One letter from Nehru to Pandit, dated 24 May 1956, is included in part seven. Sahgal writes "it is special because it is written on Buddha Jayanti"..."an occasion important to them both". He signs it "love, Jawahar", as all the others.

==Reception==
Very few of Pandit's responses to Nehru's letters are included in the collection. N. Manoharan of the Institute of Peace and Conflict Studies felt that it would have been interesting to read Pandit's replies, had they all been included in the book. He described this collection as reflecting the affection between both brother and sister, and showing the authority he had at home. They also show the evolution of his writing skills, his philosophical orientations, and the influence of Chinese ideas.
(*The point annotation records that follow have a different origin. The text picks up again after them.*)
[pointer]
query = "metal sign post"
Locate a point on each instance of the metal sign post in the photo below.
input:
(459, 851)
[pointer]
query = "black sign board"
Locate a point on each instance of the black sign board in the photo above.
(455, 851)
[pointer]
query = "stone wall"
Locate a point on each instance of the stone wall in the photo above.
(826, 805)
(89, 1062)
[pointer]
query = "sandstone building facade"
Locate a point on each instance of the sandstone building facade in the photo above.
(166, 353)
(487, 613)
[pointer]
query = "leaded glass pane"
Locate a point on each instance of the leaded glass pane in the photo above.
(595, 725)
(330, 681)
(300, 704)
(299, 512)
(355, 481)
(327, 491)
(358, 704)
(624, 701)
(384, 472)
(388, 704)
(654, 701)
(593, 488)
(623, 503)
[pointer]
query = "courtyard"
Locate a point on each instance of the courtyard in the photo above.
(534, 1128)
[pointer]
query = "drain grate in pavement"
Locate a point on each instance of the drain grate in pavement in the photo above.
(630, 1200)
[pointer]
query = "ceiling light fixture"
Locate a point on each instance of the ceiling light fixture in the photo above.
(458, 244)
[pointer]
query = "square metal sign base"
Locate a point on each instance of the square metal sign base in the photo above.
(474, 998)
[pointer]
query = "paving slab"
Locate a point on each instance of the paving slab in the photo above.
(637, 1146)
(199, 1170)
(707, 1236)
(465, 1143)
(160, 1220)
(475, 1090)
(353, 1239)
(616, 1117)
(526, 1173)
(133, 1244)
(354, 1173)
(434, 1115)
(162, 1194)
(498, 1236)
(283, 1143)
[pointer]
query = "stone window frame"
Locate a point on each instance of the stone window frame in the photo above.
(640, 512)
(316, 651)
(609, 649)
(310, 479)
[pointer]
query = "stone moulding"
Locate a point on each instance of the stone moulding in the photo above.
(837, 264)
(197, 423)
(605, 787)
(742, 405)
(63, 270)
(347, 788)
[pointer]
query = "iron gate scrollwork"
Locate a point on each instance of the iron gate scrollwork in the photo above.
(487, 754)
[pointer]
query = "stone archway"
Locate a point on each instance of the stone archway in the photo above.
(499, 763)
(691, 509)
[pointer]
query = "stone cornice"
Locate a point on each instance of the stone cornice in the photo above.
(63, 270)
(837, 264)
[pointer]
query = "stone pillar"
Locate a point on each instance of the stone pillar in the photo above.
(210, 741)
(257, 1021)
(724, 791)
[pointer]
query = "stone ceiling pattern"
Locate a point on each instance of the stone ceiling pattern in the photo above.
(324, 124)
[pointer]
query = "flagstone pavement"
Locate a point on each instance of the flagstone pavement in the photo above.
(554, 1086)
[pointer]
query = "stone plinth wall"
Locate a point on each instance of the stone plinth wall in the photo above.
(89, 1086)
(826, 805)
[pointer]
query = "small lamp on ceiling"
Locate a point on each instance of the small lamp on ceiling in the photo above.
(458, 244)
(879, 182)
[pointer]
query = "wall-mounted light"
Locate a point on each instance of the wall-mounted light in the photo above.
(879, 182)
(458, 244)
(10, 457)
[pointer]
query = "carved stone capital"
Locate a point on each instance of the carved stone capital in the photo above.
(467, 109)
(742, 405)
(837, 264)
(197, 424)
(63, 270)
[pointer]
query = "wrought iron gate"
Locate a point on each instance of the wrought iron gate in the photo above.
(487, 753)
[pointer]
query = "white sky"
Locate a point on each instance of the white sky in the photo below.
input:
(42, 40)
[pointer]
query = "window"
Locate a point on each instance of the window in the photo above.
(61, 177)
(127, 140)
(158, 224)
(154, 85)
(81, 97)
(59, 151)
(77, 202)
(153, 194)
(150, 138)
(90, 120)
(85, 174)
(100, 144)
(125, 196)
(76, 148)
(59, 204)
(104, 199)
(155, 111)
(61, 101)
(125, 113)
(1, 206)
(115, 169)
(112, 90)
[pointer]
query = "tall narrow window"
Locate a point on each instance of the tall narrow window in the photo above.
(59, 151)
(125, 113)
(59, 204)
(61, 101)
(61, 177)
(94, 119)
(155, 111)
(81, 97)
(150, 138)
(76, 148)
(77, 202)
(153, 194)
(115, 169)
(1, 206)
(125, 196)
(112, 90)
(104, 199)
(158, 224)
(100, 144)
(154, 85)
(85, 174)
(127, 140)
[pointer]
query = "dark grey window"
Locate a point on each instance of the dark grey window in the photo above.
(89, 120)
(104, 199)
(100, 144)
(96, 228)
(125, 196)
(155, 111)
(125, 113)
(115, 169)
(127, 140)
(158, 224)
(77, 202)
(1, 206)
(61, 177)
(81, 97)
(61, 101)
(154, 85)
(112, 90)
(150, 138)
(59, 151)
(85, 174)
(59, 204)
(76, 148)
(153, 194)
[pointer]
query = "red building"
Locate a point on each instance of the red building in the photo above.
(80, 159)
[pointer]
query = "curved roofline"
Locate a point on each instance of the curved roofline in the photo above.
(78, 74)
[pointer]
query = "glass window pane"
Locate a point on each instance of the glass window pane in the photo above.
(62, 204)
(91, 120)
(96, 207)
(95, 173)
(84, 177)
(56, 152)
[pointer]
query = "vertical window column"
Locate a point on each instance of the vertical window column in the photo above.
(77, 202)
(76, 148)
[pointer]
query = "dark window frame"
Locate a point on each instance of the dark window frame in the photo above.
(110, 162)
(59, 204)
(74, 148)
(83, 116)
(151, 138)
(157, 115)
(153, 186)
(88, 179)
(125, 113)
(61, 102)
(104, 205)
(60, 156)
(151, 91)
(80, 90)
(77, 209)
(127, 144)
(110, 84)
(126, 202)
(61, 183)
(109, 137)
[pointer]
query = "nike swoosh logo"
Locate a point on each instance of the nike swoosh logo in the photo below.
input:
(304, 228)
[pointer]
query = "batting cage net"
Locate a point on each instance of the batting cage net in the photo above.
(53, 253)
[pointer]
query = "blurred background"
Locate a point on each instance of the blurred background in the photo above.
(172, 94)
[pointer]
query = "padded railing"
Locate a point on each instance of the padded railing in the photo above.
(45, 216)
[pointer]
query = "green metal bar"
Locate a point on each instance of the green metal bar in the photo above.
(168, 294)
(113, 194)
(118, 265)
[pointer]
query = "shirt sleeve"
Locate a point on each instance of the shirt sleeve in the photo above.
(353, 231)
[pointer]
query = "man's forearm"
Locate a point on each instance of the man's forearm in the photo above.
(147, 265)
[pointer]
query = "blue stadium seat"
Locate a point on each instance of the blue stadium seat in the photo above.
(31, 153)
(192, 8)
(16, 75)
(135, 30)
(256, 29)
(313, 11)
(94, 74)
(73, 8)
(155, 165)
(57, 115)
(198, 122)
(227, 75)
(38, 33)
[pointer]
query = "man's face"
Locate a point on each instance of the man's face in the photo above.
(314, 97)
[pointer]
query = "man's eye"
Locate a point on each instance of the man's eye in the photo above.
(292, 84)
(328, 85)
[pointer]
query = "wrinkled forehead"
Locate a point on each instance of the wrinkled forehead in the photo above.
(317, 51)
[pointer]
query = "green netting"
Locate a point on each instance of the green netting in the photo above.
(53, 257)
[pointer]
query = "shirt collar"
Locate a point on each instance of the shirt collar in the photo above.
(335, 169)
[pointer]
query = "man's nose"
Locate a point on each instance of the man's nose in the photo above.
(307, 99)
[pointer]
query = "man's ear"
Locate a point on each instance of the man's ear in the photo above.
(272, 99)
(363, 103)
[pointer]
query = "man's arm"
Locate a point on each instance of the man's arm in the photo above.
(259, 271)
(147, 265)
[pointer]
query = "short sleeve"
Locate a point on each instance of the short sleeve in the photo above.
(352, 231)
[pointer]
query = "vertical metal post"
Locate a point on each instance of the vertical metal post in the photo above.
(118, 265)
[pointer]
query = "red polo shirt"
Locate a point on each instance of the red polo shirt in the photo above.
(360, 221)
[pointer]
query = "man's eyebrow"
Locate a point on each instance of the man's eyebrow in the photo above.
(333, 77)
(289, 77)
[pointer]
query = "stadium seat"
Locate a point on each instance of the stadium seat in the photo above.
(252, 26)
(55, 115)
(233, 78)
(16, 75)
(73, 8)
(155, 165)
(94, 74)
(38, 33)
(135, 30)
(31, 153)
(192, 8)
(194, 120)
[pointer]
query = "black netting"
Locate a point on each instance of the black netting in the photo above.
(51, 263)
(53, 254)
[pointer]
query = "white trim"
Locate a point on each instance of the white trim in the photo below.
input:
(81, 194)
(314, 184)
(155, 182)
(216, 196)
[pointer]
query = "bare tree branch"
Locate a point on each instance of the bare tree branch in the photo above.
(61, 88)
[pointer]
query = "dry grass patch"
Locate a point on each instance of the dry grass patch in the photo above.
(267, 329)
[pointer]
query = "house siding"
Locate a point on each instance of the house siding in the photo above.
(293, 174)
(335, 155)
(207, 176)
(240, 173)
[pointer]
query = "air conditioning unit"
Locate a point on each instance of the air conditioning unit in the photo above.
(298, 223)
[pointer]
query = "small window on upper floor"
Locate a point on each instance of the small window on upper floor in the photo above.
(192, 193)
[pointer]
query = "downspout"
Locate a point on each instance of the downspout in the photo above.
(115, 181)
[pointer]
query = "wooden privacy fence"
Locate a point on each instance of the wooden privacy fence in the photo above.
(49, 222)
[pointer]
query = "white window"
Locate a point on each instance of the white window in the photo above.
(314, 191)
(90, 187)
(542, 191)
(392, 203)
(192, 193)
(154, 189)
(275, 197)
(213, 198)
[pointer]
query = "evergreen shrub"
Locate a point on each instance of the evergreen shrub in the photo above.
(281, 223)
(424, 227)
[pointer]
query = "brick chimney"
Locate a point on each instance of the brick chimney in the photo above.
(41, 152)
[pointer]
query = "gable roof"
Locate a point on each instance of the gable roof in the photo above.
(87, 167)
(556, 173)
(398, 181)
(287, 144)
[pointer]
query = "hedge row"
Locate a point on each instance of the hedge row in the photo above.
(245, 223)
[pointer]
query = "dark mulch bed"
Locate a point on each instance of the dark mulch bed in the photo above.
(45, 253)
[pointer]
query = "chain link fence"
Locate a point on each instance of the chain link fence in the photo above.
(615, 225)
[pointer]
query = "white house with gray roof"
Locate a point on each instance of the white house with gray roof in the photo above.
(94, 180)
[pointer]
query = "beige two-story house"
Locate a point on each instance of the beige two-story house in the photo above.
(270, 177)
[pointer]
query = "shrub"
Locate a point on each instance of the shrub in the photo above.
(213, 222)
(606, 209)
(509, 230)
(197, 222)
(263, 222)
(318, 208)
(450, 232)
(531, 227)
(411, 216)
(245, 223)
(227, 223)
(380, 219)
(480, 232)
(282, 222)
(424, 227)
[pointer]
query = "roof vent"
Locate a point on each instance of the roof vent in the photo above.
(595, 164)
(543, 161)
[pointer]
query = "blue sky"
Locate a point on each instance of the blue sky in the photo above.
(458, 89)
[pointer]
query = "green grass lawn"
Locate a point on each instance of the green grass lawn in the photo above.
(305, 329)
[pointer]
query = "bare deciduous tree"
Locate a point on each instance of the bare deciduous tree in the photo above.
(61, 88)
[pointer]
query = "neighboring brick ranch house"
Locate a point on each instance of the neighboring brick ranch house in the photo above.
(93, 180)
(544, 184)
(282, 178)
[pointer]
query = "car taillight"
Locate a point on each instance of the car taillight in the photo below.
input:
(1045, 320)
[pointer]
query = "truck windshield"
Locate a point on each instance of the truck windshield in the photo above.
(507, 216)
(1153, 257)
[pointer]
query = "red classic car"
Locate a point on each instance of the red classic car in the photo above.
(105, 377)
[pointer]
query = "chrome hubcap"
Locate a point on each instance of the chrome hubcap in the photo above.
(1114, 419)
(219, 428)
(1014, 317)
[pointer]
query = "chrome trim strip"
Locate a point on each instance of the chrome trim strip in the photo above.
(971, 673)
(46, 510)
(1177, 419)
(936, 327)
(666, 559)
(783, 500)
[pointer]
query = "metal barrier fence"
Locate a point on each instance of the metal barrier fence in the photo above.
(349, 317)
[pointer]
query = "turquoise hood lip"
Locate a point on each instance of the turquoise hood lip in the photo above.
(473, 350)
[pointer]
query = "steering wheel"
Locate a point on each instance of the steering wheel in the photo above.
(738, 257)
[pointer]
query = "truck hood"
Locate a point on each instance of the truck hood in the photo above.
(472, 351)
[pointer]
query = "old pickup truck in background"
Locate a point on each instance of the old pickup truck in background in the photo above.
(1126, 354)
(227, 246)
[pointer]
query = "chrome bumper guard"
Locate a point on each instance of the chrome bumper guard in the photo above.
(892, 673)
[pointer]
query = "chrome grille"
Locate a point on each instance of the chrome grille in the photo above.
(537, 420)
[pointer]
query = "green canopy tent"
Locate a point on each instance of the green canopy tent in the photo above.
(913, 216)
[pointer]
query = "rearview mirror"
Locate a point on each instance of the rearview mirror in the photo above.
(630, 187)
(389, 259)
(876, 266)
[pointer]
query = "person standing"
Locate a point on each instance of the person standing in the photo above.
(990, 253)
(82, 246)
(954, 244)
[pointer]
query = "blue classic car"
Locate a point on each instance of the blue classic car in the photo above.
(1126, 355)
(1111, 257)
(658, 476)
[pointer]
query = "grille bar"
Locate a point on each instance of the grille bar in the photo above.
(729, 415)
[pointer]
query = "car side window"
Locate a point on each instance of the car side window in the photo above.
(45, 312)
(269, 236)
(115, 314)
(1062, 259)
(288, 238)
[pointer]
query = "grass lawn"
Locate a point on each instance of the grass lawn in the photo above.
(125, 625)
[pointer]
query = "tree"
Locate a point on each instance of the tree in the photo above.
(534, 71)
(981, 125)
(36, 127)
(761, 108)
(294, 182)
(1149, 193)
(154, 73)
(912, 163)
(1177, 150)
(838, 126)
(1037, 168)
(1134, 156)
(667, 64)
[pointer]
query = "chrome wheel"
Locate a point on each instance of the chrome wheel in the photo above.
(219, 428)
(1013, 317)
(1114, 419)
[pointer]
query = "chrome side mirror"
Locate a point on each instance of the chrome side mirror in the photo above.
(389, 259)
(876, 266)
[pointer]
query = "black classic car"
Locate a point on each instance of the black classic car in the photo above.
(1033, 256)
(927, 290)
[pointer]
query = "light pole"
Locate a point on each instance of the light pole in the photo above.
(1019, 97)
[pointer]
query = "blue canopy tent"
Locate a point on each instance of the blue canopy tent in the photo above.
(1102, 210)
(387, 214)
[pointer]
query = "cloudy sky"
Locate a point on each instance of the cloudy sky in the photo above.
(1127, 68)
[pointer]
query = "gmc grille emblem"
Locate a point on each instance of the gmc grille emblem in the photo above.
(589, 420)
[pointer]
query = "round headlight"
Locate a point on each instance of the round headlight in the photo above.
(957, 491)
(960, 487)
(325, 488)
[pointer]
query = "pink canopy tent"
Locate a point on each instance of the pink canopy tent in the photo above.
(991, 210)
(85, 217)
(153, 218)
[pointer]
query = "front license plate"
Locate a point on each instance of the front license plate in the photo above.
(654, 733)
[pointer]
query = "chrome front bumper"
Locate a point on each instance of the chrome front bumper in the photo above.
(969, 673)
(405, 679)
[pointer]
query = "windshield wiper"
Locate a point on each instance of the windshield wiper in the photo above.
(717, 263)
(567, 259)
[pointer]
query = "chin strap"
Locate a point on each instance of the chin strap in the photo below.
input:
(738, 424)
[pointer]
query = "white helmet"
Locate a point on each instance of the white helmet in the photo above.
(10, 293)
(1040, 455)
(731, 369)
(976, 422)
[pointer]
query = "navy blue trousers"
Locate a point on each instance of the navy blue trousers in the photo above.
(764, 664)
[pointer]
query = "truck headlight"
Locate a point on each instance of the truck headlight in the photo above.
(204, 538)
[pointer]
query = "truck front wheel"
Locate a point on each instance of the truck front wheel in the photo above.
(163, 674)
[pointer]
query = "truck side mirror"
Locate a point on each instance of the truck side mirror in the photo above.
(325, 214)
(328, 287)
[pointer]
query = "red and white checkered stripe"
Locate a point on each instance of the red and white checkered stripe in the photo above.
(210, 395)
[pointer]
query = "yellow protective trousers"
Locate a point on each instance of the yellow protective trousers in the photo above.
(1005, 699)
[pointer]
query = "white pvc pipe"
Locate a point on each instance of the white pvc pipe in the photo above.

When compared with compilations of Nehru's letters to his father and daughter, the letters to Pandit have been noted to be the only collection of letters providing a comprehensive narrative of Nehru from his twenties. Published at the same time as an edition of his letters to his daughter, both collections were reported in India Today as "complimentary". The collection reflects Nehru's affection to Pandit, as he writes to her "...you are very dear to me. There are very few persons who really count in my life and you are one of them, and you have brought great comfort to me in moments of trial."

No reason is given for the missing letters by Nehru for the years between 1913 and 1925, 1928 and 1930, January to October 1941 and December 1944. A number of footnote numbers in the book are missing corresponding footnotes.